Inventors’ hard graft a success

MILDURA’S Carmin Di Mase says his new internationally patented approach to propagating horticultural crops can save critical time and money for growers in Sunraysia and across the world.

Mr Di Mase, a Mildura-based inventor who holds a Bachelor of Agricultural Science, has harnessed his passion for the agricultural industry to develop and patent a new way of grafting vines, citrus trees and other horticultural crops.

He said he recognised a problem in the industry several years ago and found his own way to solve it.

“I became aware of this problem, whereby citrus trees’ longevity was affected by what we call a psychical and chemical incompatibility between the bud union and the root stock and what actually happens is the variety, say imperial mandarin, it eventually dies, and the root stock stays alive,” he said.

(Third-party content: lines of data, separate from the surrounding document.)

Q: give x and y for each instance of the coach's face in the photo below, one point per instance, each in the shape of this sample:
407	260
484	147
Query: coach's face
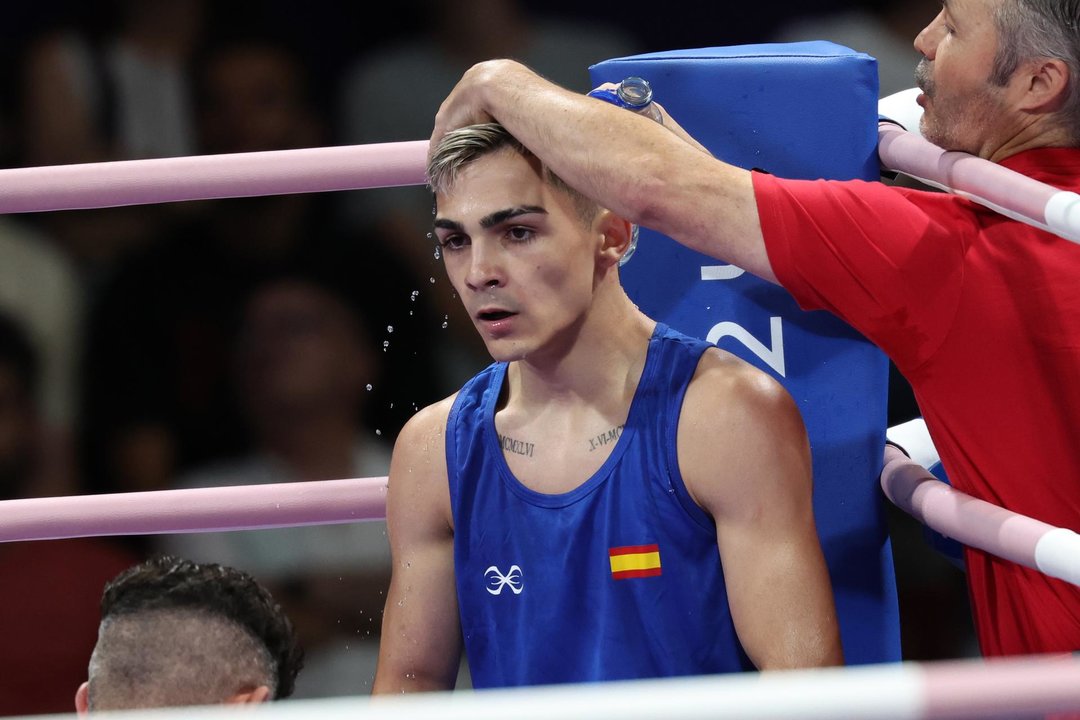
962	108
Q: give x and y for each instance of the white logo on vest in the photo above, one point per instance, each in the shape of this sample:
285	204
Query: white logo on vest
497	581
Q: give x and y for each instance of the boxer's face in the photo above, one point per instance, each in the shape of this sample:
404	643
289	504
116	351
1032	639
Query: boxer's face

This meant growers using incompatible root stocks had to replace their trees within 15 years, which he said was costing growers a lot of money.

“If a vine or a citrus tree dies, it means that to establish a new vineyard from scratch again because the vines, citrus or almond trees died, it is a significant investment,” he said.

“You have to start again, so 15 years down the track you have no income.”

Mr Di Mase said the existing two-step technique to get around this problem allowed for an interstock, which was directly compatible with the rootstock, to be budded, but took 18 months for the grower to receive the tree, extending the time the grower and the bank would have to wait for a return.

Mr Di Mase’s method, titled Rocco’s Grafting Technique, after his late brother, is a one-step process that allows for earlier returns through a process where the desired scion and interstock variety are chip-budded onto the desired rootstock within seconds of one another.

He said the two-minute process, which saw the growers receive the trees within a normal timeframe, had several environmental advantages as less water was required in the nursery, it enabled growers to respond to changing markets and recover from natural events faster.

“(Rocco’s Grafting Technique) increases the longevity of the tree and therefore increases the economic productive life from a grower’s point of view,” he said.

“So they are continually getting a return on their investment instead of getting this hiccup every 15 years or something.”

Mr Di Mase said the success of the bud unions was easy to track from an early stage due to the two chip buds being on the outside of the tree.

While currently based between Mildura and Melbourne, Mr Di Mase said his patented method could be utilised in any growing location.

He stated backyard growers would also be able to use it to grow two different varieties of fruit on the same tree.

Mr Di Mase said there was currently a bit of interest in the process, and he hoped a nursery or individual would take on the approach, as he is not in position to become a nurseryman himself.

He said he hoped people would begin to use the technique and then eventually he would like to sell the patent.